TE OGH 1991/11/26 11Os137/91

JUSLINE Entscheidung

Veröffentlicht am 26.11.1991
beobachten
merken

Kopf

Der Oberste Gerichtshof hat am 26.November 1991 durch den Hofrat des Obersten Gerichtshofes Dr. Felzmann als Vorsitzenden sowie durch die Hofräte des Obersten Gerichtshofes Dr. Walenta, Dr. Hörburger, Dr. Rzeszut und Dr. Hager als weitere Richter, in Gegenwart der Richteramtsanwärterin Mag. Aigner als Schriftführerin in der Strafsache gegen Markus P***** wegen des Vergehens der fahrlässigen Körperverletzung nach dem § 88 Abs. 1 StGB über die von der Generalprokuratur erhobene Nichtigkeitsbeschwerde zur Wahrung des Gesetzes gegen das Urteil des Strafbezirksgerichtes Wien vom 27.November 1990, GZ 7 U 225/90-21, nach öffentlicher Verhandlung in Anwesenheit des Vertreters des Generalprokurators, Generalanwalt Dr. Raunig, und des Verurteilten Markus P***** zu Recht erkannt:

Spruch

Das Urteil des Strafbezirksgerichtes Wien vom 27.November 1990, GZ 7 U 225/90-21, verletzt das Gesetz in der Bestimmung des § 65 Abs. 4 Z 1 StGB.
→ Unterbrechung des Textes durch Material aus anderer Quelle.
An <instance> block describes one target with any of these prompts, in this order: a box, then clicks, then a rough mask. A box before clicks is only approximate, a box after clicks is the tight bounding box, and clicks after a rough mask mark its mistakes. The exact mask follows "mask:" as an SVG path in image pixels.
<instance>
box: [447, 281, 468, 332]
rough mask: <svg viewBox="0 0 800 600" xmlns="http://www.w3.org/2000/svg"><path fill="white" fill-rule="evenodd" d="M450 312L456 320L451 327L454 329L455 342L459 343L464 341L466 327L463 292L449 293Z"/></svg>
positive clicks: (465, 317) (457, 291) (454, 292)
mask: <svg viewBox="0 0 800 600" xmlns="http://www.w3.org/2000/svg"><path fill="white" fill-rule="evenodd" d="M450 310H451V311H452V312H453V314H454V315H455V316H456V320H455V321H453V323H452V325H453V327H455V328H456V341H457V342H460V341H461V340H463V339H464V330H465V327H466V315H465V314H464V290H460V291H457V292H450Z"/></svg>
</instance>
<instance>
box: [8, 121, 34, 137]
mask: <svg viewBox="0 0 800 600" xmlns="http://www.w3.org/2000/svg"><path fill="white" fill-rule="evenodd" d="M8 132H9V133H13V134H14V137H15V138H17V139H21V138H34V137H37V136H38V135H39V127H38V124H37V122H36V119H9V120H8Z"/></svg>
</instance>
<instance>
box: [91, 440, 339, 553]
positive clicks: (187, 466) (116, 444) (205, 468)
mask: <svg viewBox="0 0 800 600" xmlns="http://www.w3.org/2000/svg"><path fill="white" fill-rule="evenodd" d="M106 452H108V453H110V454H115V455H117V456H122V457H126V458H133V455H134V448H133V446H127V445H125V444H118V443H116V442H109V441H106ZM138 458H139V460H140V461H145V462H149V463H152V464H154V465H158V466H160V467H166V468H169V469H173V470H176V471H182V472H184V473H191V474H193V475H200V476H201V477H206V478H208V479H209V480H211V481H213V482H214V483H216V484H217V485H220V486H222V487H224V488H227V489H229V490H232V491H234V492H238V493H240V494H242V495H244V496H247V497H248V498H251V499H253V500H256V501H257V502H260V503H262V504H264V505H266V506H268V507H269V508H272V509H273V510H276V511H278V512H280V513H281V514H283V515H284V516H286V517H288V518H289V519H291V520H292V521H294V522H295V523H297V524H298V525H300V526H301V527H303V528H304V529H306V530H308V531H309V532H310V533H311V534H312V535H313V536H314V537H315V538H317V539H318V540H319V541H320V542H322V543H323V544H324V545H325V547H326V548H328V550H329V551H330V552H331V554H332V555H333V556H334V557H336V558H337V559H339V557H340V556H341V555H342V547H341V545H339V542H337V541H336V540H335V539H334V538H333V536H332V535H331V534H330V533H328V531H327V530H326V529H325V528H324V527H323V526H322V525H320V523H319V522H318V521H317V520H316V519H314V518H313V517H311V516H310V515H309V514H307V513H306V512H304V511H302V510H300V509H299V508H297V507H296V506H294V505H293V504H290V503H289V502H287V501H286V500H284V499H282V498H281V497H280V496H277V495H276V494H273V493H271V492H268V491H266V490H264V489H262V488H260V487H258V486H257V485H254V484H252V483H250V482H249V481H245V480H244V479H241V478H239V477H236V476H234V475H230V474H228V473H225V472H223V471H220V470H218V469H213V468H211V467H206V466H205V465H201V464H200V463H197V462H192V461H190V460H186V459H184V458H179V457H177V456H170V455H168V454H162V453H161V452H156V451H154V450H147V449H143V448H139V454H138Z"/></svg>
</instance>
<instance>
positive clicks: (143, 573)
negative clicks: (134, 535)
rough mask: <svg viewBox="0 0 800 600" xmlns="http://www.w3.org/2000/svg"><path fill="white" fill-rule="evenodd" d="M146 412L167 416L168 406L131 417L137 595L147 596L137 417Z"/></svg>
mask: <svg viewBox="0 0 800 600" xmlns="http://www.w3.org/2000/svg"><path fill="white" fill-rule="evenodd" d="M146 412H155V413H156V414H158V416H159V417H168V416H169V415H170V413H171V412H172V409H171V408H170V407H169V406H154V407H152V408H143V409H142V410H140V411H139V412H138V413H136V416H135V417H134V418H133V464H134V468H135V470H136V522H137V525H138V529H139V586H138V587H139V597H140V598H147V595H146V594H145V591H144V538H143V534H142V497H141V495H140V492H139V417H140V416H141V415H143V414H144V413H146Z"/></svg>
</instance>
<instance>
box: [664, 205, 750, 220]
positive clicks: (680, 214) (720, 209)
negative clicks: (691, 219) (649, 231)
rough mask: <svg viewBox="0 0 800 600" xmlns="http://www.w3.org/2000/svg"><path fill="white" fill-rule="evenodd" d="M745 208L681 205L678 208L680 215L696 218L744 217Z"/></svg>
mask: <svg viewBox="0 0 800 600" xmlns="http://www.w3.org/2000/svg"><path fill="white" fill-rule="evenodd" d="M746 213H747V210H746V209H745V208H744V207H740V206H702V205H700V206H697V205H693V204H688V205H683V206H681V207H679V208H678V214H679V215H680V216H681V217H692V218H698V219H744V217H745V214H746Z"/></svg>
Dieses Urteil wird aufgehoben und es wird gemäß den §§ 288 Abs. 2 Z 3, 292, letzter Satz, StPO in der Sache selbst zu Recht erkannt:

Markus P***** wird von der Anklage, er habe am 29.Dezember 1989 in Ungarn als Lenker des LKW mit dem amtlichen Kennzeichen W 736.221 dadurch, daß er aus Unachtsamkeit mit diesem Fahrzeug von der Fahrbahn abkam und gegen einen Baum stieß, wobei der Mitfahrer Emil K***** zahlreiche Prellungen, verbunden mit einer Gesundheitsschädigung von mehr als dreitägiger Dauer erlitt, den Genannten fahrlässig am Körper verletzt und hiedurch das Vergehen der fahrlässigen Körperverletzung nach dem § 88 Abs. 1 StGB begangen, gemäß dem § 259 Z 3 StPO freigesprochen.

Gemäß dem § 366 Abs. 1 StPO wird der Privatbeteiligte Emil K***** mit seinen Ersatzansprüchen auf den Zivilrechtsweg verwiesen.

Text

Gründe:

Mit dem Urteil des Strafbezirksgerichtes Wien vom 27. November 1990, GZ 7 U 225/90-21, wurde der österreichische Staatsangehörige Markus P***** des - am 29.Dezember 1989 in Ungarn begangenen - Vergehens der fahrlässigen Körperverletzung nach dem § 88 Abs. 1 StGB schuldig erkannt und zu einer bedingt nachgesehenen Geldstrafe verurteilt.

Rechtliche Beurteilung

Bei der Urteilsfällung war dem Strafbezirksgericht Wien nicht bekannt, daß auf die - zwar an sich sowohl nach dem Tatortrecht als auch nach österreichischem Recht strafbare - Tat des Markus P***** eine von der Republik Ungarn erlassene Amnestie anzuwenden war.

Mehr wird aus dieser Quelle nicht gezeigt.